50 Shades of Heart Health

HeartHandsIn February we focus on matters of the heart; both the figurative and the literal. Love, romance, courtship and passion are front and center in Hollywood, with the theatrical release of 50 Shades of Grey falling on Valentine’s Day. This month is also American Heart Month: a time to review and learn about reducing risks and sequelae of heart disease. Cardiovascular fitness and sexual function share more than a spot on the calendar: both are significantly impacted by hormone imbalance. The connection between healthy hormone levels and their effect on romance, libido and sexual preparedness are reasonably well known; and the interrelationship between cardiovascular health and hormonal balance is lesser known yet equally important.

In women, estrogen deficiency often leads to vaginal dryness, atrophy and diminished vaginal sensation, which are major contributors to the loss of libido and disinterest in physical intimacy. In addition to restoring tissue integrity through topical application to vaginal tissue, bioidentical hormone replacement therapy in general has been shown to increase sexual desire in women. Transdermal estradiol has a cardioprotective effect in postmenopausal women and reduces the incidence of diabetes, which is a significant risk factor for heart attacks. Additionally, micronized progesterone can have a beneficial effect on blood pressure, another contributing factor to heart disease. Unlike oral estrogens and synthetic progestins, transdermal bioidentical estradiol and progesterone do not increase the risk of venous thromboembolism in women.

There is a strong connection between male sexual dysfunction and cardiovascular disease – atherosclerosis, hypertension, elevated cholesterol and established cardiovascular disease often go hand in hand with erectile dysfunction, and are greatly influenced by hormonal health. Testosterone replacement therapy has exhibited beneficial cardiovascular effects including improving insulin resistance, increasing exercise tolerance, increasing muscle mass, and contributes to coronary artery vasodilation, suggesting that optimal testosterone levels actually decrease the risk of cardiovascular disease. On the sexual front, testosterone therapy is effective in restoring sexual desire and function and has a 35-40% success rate in reversing erectile dysfunction.

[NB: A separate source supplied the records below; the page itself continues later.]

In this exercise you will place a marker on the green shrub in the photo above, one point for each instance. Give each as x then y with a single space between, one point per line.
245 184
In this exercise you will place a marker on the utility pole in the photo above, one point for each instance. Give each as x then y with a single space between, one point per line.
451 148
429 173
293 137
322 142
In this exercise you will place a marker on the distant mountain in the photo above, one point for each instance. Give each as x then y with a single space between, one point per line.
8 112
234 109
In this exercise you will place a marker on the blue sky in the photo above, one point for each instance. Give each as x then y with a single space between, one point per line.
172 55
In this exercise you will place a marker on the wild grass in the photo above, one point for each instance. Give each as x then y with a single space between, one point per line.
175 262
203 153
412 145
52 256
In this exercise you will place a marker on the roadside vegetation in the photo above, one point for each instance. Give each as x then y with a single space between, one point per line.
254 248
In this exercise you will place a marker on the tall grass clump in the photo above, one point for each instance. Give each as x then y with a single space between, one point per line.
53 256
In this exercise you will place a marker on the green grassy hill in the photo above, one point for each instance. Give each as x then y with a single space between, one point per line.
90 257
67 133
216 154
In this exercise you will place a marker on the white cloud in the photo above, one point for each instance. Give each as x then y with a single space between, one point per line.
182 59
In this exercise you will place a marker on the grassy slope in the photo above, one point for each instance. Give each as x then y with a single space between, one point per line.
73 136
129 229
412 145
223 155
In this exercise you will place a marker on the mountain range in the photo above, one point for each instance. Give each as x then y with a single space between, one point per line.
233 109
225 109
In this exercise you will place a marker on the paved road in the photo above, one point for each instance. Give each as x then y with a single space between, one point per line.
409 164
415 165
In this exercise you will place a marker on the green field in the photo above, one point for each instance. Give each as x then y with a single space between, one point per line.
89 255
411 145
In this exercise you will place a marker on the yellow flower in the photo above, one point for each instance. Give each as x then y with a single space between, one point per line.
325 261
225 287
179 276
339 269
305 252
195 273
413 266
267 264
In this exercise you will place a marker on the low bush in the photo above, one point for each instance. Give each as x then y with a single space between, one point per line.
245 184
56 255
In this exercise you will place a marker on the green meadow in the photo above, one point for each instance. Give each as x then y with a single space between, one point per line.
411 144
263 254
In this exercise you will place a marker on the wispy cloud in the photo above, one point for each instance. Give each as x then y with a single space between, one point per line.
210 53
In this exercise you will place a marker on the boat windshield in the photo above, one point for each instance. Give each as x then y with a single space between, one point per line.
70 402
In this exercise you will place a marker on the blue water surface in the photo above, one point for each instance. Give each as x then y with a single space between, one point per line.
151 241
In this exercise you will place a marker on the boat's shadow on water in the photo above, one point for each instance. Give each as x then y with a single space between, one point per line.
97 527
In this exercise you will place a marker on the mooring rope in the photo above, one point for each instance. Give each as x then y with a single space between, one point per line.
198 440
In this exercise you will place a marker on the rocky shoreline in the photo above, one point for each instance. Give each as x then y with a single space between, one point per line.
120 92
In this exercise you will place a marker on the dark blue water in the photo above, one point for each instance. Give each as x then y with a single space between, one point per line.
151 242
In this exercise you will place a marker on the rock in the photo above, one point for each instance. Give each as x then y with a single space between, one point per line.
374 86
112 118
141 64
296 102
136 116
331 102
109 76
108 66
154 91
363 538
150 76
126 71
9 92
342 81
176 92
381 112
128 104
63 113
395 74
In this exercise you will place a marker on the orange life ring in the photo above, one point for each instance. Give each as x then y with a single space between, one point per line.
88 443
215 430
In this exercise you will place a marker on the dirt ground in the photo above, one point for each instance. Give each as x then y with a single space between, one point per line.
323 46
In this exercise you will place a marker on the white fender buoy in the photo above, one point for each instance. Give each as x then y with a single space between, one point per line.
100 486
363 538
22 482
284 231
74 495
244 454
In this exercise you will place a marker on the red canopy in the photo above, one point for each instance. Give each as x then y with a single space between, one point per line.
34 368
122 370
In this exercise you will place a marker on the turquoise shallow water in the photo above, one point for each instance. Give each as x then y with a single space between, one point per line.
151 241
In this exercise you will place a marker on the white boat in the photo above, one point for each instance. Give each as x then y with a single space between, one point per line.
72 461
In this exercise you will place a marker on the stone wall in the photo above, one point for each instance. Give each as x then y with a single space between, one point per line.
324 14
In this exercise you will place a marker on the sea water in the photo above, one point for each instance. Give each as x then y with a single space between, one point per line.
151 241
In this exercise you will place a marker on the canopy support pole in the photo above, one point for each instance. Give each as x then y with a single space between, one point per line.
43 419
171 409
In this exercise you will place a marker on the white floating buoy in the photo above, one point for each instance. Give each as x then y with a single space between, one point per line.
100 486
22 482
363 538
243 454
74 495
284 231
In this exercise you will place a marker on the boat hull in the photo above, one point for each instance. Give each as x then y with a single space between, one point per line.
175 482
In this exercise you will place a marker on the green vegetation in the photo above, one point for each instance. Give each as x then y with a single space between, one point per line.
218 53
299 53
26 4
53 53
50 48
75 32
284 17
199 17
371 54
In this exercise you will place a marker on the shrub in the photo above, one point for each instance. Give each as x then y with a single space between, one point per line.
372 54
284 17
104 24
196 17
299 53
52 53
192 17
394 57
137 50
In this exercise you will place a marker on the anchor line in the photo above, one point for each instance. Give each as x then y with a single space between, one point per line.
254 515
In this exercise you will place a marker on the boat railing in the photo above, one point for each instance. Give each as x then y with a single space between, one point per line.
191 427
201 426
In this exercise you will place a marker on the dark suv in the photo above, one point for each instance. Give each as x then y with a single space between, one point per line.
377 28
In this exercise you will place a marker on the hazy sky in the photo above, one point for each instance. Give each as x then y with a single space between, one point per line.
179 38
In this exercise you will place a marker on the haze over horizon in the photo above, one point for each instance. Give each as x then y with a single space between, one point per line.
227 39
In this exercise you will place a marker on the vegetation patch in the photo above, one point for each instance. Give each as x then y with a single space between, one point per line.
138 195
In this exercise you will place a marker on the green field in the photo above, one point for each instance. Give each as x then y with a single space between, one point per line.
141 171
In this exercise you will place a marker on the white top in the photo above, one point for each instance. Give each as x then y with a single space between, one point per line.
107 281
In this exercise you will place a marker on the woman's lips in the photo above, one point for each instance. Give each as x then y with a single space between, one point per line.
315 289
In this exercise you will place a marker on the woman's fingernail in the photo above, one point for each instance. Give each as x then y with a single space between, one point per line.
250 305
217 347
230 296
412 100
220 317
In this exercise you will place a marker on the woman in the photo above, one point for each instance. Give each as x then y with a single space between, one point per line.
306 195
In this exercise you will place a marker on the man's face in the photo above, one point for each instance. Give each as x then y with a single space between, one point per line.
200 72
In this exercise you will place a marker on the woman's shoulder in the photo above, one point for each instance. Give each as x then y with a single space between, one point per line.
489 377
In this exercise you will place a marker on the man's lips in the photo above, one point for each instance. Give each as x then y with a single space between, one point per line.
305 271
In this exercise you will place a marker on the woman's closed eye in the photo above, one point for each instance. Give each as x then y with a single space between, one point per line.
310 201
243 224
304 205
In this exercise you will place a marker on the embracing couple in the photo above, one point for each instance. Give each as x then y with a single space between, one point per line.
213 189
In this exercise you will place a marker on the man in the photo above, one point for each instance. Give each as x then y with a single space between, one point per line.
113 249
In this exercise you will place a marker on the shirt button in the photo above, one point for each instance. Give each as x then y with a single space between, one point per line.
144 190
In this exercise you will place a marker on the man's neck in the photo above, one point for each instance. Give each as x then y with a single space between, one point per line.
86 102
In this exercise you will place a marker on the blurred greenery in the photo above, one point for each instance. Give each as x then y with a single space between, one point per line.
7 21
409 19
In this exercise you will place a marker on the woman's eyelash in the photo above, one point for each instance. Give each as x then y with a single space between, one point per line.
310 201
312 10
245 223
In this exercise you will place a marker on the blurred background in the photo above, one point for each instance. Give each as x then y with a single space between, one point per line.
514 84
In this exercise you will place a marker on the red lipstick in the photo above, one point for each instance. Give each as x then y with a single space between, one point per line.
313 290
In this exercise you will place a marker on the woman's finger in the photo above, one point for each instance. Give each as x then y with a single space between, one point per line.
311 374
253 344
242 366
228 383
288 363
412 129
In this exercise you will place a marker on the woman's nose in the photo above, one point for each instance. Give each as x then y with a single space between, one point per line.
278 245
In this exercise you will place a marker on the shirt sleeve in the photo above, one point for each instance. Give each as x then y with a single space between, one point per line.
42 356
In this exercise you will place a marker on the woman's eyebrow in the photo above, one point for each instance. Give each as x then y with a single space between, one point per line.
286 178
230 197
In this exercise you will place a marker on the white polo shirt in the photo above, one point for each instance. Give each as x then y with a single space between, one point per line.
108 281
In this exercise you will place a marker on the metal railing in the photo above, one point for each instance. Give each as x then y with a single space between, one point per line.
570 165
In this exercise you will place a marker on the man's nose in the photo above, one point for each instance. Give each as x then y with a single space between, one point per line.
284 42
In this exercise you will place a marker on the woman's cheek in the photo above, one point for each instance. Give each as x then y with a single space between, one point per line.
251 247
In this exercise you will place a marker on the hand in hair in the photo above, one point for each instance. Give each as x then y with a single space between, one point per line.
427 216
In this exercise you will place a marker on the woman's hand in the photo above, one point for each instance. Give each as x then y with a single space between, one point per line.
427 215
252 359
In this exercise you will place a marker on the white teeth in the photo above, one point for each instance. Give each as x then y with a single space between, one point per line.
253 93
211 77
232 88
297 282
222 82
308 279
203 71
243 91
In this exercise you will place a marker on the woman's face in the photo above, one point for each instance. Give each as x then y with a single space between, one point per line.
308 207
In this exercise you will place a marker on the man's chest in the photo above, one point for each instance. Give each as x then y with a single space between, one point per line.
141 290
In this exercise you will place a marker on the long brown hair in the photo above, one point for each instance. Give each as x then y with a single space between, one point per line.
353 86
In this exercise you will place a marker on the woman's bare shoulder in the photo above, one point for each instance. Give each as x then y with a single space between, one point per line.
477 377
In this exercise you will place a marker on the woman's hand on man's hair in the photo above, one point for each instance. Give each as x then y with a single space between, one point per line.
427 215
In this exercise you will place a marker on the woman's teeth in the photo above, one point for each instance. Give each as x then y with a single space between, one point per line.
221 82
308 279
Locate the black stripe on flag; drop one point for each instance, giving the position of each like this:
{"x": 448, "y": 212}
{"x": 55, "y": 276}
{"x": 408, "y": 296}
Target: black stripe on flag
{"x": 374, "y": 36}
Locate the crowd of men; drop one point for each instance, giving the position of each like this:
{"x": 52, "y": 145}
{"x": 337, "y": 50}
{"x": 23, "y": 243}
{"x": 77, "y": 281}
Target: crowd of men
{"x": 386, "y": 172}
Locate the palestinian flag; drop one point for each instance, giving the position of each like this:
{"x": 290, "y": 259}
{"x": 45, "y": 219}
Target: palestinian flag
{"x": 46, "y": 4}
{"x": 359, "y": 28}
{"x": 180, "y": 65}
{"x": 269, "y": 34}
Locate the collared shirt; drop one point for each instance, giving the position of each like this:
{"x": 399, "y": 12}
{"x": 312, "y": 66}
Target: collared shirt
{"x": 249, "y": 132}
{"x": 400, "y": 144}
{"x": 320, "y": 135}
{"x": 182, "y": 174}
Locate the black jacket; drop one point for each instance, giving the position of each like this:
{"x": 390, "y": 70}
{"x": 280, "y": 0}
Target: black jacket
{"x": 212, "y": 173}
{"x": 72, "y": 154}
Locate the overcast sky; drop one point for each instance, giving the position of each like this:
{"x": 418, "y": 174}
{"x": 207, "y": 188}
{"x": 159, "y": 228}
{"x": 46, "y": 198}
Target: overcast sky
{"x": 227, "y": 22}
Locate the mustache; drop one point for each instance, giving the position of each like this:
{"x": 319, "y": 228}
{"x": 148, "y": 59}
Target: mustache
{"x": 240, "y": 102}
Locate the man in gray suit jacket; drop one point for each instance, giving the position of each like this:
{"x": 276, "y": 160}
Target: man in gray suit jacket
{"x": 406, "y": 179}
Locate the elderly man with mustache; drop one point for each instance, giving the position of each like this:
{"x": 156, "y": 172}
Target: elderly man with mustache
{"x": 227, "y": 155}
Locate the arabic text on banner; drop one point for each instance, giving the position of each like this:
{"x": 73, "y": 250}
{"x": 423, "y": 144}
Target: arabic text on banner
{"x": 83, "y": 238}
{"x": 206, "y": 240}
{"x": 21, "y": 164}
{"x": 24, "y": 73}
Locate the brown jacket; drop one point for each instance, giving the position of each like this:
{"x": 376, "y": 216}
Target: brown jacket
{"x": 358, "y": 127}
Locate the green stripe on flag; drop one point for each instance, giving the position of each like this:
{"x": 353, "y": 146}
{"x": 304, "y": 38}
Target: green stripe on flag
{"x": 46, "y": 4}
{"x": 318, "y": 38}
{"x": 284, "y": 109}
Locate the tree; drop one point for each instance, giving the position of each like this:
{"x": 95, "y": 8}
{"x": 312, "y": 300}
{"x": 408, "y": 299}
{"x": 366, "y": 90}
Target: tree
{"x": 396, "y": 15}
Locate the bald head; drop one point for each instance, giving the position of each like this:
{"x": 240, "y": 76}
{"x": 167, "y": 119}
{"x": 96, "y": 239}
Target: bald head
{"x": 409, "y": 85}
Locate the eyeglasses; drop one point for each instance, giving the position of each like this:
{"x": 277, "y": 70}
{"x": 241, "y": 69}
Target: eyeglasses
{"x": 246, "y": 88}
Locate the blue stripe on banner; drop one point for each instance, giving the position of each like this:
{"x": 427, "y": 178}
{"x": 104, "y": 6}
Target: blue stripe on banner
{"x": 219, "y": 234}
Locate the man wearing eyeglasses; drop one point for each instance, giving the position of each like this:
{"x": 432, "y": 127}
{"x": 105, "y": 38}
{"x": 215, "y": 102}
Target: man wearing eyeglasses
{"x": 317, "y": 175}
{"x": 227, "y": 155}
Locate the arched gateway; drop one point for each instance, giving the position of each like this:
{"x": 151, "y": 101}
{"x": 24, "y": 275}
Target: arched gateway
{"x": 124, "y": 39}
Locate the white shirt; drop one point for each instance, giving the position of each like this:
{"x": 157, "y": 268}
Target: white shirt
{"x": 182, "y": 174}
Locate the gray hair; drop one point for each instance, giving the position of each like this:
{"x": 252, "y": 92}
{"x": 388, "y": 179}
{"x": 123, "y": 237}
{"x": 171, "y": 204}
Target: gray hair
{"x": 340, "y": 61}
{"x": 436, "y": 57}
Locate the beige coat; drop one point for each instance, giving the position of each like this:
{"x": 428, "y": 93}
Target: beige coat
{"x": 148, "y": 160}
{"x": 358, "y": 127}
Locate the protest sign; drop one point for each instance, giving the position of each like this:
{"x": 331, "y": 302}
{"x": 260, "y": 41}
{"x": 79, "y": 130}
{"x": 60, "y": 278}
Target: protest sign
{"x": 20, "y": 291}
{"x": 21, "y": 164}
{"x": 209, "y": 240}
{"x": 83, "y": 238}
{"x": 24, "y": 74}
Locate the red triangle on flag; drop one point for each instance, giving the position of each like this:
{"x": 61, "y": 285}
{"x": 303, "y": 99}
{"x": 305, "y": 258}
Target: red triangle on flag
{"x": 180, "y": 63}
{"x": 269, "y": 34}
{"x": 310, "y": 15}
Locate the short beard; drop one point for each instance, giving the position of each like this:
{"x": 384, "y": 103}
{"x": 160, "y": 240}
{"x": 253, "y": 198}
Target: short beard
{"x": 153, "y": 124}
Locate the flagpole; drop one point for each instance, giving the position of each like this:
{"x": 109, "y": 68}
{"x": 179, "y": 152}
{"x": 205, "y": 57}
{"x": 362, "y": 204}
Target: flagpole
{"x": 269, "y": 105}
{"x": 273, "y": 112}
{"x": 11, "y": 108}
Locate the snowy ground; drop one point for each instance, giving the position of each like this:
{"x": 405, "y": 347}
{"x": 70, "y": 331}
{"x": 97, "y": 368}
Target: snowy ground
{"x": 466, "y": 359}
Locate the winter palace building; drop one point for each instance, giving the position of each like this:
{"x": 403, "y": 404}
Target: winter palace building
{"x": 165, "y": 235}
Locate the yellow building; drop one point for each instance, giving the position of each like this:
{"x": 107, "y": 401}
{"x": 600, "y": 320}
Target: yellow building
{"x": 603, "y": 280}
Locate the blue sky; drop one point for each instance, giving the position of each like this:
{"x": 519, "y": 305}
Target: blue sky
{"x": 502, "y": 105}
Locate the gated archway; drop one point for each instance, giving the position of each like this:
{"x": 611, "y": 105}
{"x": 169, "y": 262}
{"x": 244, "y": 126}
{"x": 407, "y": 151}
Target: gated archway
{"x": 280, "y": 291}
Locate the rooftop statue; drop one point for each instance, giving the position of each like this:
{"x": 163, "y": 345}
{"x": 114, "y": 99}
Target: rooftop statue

Tying it all together (no pun intended, for fans of the book), balanced hormone levels may not only increase one’s interest in and enjoyment of a healthy sex life, but may also contribute to a healthy cardiovascular system enabling greater tolerance for, well… experimentation.

References:

  • Woods NF, et al. Sexual desire during the menopausal transition and early post-menopause: observations from the Seattle Midlife Women’s Health Study. J Women’s Health. 2010; 19: 209-18.
  • Chism LA. Overcoming resistance and barriers to the use of local estrogen therapy for the treatment of vaginal atrophy. Int J Womens Health. 2012; 4: 551-57.
  • L ø kkegaard E, Andreasen AH, Jacobsen RK, Nielsen LH, Agger C, Lidegaard Ø . Hormone therapy and risk of myocardial infarction:a national register study. Eur Heart J 2008;29:2660 – 8
  • de Lauzon-Guillain B, Fournier A, Fabre A, e t al . Menopausal hormone therapy and new-onset diabetes in the French Etude Epidemiologique de Femmes de la Mutuelle G é n é rale de l’Education Nationale (E3N) cohort. Diabetologia 2009;52:2092 – 100
  • Albrecht-BetancAndrogen ourGuay, AT. Testosterone and erectile physiology. Aging Male. 2006; 9: 201-6.t M, et al. replacement in men with hypogonadism and erectile dysfunction . Endocrine. 2004; 23: 143-8.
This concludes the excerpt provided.